Teaching Money Skills Classified by Grade Level: Seventh Grade and Eighth Grade


Seventh and eighth grade students now have the skills of addition, subtraction, multiplication, and division and know how to compute all these operations with money and decimals.  The next part of learning about money and financing is geared more toward the business aspect.

During these two grades, students will begin to learn about change from a purchase, discounts, commission, price markup, sales tax, shipping and handling, and interest rates.  Some of these topics will be fully taught and others will be introduced (see Consumer Math).

Up to this point, the learned skills of money have been discussed so students can be able to use in real life situations.  Teachers in the prior grades have taught and tested all the students skills regarding computing money and the students will learn now how this topic will relate to them in their own life.

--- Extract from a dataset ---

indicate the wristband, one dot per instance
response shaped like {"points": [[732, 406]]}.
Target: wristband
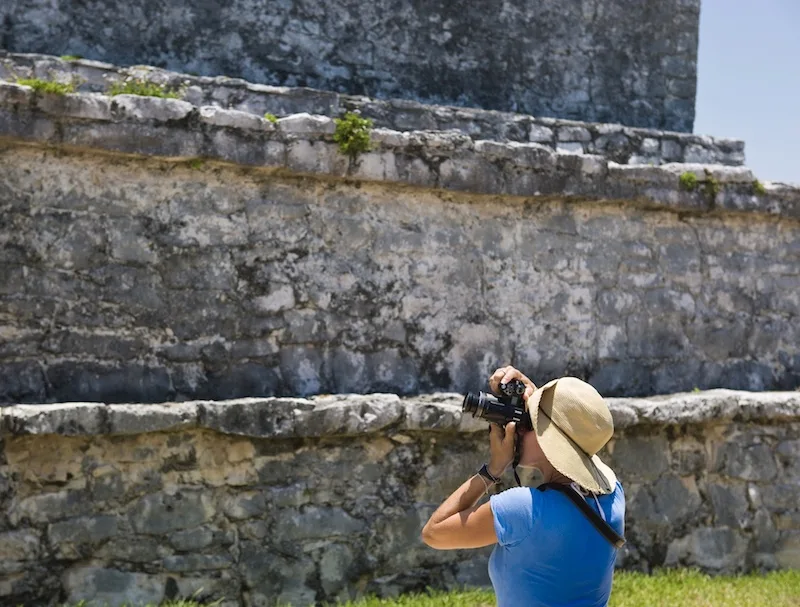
{"points": [[484, 472]]}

When students begin in the middle school levels, the classes can be larger and the teachers do not follow every student to see if they handed their work in on time.  Teachers have close to 150 students a day where at the elementary level, they could have 20 – 50 students.  The new teenage students need to be responsible for themselves concerning their school work and if a concept is not understood, the teacher expects them to ask questions or get extra help.  With all the physically changes occurring, many students will not feel comfortable asking a teacher for help and this could be their downfall of not learning the next concepts regarding finances.

Students know how to purchase an item, give the correct amount of money to the cashier, and receive the correct amount of change.  What if the roles were reversed and the student is working as a cashier, could they make change and add the correct sales tax onto the purchaser’s item?  In seventh and eighth grade, teachers will spend time with real life concepts concerning finances.  During these grades, Algebra is being taught as well and where the majority of time is being spent.

The teacher will explain financial terms with real life problems by role playing using the students in the classroom.  For example, let’s say Toby is working at a clothing store in the mall and Jon walked in.  Toby greets Jon and asks him if he needs any help finding a certain item.  Jon says yes and Toby spends a half hour helping Jon buy a pair of jeans and two shirts.  The total bill came to $140.00 and since Toby was the sales person helping Jon, Toby will make a 10% commission from this sale.

After the teacher has the student’s role play this word problem, then she or he has the entire class at their individual seats try and solve the problem.  The class gets five minutes to work it out and then the teacher will go through the problem as a class.  Some teachers use visual aides to help students understand the concept.  The formula for the problem should be written clearly on the board and all the students should have it written down in their notebooks.  Next, the numbers from the word problem should be plugged into the formula, and then solved.

When the concept of commission, sales tax, discounts are being taught to be solved; the easiest way for students to learn these concepts are by practicing with the teacher.  All formulas should be taught, written in the students math notebook, with an explanation of when and how to use them.